Paul walked to the corner store without disappearing.
He bumped into a person in the cereal isle.
No one apologized.
Paul looked for cereal with a circus theme.
He wanted to be a breakfast lion tamer—
not a colorful clown parade.
On his way home he uttered little nonsenses
each time a foot passed over a crack in the sidewalk.
Every fourth crack he uttered a Norwegian nonsense.
He did not worry about his mother’s health
since she passed away three years before.
His feet always landed on solid pavement.
Paul returned home safely.
Sixteen peace doves ate his steps
like bread crumbs.
copyright © 2022 Kenneth P. Gurney
The thrasher’s tweedle-eet
startles me awake.
The apple tree
does not care if I acquire knowledge.
I read each incandescent leaf
of a poetry book
while eating potent cereal
without the fear of added sugars.
There are no curtains to pull aside.
Sunrise invites itself in.
Why do train conductors
not spark and shock people as they take tickets?
Such questions afflict me
in the time between stars and blue sky.
I never call my dog a bad name
because she never calls me a bad name.
When I place my bowl in the sink
my dog knows it’s time to go to the door.

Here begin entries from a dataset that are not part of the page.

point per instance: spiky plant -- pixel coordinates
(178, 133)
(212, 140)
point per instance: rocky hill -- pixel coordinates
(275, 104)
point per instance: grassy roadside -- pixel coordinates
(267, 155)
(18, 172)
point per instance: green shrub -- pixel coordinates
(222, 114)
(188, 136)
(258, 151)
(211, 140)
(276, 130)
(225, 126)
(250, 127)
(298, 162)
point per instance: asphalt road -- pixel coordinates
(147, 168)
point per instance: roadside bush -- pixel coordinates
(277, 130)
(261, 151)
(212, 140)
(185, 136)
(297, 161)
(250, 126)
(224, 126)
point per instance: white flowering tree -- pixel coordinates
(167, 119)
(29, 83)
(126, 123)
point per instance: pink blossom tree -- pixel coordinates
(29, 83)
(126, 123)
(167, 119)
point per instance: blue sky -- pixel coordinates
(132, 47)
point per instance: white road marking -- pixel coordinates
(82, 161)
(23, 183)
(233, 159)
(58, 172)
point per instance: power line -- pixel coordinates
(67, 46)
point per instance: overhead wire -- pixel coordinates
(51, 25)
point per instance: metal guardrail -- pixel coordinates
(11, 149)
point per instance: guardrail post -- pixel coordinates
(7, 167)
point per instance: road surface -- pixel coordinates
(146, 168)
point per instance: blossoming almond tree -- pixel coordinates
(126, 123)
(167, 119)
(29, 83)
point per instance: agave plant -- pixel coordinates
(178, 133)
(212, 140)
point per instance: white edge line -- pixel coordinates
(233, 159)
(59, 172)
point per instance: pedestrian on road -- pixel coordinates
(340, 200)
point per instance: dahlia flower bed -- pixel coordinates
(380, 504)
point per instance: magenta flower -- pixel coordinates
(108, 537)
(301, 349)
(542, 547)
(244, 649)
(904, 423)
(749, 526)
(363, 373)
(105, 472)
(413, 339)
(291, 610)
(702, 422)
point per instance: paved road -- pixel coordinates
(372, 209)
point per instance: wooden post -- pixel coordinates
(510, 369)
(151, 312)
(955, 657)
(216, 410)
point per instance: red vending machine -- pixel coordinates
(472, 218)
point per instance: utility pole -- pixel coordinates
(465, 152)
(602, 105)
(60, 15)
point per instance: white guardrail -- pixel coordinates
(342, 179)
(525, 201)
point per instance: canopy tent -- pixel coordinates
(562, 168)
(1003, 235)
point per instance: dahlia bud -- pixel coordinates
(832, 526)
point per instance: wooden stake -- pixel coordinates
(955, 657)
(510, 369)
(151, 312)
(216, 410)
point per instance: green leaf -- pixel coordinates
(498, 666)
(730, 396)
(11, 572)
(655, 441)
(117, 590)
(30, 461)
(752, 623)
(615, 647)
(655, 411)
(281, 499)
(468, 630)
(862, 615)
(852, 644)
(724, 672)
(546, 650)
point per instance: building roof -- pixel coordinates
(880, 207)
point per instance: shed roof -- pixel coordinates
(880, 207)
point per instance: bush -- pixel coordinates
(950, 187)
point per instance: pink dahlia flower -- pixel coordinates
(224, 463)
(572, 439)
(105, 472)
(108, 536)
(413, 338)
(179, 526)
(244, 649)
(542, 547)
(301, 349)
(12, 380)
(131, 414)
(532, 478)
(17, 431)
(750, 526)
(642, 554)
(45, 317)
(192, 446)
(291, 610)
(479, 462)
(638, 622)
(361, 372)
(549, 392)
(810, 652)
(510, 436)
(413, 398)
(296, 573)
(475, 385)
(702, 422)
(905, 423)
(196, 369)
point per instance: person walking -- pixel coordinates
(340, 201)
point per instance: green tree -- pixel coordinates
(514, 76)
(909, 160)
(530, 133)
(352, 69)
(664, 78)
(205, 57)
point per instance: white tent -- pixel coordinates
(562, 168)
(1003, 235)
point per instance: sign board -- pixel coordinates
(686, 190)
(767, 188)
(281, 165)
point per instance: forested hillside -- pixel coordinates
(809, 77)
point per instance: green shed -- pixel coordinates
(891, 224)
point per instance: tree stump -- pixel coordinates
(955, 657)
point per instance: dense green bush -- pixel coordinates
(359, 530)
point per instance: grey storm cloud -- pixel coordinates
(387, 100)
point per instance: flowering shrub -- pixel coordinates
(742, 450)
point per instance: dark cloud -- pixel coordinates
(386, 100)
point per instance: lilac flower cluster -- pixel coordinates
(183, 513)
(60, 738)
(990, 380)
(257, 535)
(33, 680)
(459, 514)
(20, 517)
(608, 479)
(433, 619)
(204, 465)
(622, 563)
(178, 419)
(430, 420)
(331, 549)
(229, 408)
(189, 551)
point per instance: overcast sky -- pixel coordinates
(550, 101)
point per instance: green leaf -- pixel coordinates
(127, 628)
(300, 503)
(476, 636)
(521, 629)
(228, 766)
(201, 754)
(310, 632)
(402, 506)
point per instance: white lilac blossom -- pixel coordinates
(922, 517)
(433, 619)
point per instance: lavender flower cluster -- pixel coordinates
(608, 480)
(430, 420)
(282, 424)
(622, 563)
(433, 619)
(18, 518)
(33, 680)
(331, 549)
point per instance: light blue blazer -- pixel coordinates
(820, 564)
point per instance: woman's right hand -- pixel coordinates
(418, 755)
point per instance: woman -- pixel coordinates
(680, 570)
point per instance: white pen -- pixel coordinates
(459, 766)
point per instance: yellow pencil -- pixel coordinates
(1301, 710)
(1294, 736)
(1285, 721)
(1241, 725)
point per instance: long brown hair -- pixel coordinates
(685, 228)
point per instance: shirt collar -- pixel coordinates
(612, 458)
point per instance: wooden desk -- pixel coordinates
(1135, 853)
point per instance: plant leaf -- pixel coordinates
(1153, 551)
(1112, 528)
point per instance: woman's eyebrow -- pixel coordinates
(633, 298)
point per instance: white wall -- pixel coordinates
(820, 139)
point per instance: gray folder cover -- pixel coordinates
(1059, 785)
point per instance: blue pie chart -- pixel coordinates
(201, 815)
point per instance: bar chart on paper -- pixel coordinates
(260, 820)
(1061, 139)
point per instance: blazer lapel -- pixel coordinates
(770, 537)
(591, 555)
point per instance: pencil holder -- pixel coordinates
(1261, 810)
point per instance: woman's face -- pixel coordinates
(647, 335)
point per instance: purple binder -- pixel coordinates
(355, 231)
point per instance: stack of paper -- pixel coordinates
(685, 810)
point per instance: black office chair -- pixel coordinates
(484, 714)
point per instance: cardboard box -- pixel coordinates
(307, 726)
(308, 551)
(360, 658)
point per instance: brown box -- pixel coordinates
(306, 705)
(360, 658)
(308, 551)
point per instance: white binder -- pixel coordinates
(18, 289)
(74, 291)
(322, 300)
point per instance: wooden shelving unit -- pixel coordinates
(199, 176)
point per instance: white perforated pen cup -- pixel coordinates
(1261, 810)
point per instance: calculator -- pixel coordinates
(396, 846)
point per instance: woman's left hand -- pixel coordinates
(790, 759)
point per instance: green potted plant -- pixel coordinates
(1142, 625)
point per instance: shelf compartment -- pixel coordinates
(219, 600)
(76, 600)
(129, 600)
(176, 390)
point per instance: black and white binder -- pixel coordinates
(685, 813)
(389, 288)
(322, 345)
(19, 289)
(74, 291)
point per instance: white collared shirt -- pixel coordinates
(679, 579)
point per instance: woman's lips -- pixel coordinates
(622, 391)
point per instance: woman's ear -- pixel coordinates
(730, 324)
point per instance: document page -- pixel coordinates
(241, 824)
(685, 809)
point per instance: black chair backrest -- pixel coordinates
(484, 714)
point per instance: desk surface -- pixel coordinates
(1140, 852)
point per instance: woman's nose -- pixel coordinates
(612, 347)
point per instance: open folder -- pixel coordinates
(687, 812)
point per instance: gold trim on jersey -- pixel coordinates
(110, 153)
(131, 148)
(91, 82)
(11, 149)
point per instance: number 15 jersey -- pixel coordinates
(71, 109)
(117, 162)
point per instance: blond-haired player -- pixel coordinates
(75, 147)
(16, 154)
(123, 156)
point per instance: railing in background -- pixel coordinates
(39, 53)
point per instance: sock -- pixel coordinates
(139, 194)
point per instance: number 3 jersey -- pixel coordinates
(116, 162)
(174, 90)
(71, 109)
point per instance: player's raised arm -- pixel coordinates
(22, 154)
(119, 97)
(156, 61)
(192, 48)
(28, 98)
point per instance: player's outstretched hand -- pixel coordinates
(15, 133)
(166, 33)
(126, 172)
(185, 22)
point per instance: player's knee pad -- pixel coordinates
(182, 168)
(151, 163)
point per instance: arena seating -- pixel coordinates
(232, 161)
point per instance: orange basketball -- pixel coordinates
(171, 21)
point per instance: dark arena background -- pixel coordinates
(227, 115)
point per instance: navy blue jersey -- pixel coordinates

copyright © 2021 Kenneth P. Gurney
My cereal bowl
was shaped from a TV’s flat screen.
This translucent bowl
displays newspaper headlines and video clips.
Only the news. The real news.
It edits out the gossip and fake stuff for me.
I have sugar-coated the news through my cereal
almost every day.
It is odd reading the news
through milk, Captain Crunch and papaya pieces.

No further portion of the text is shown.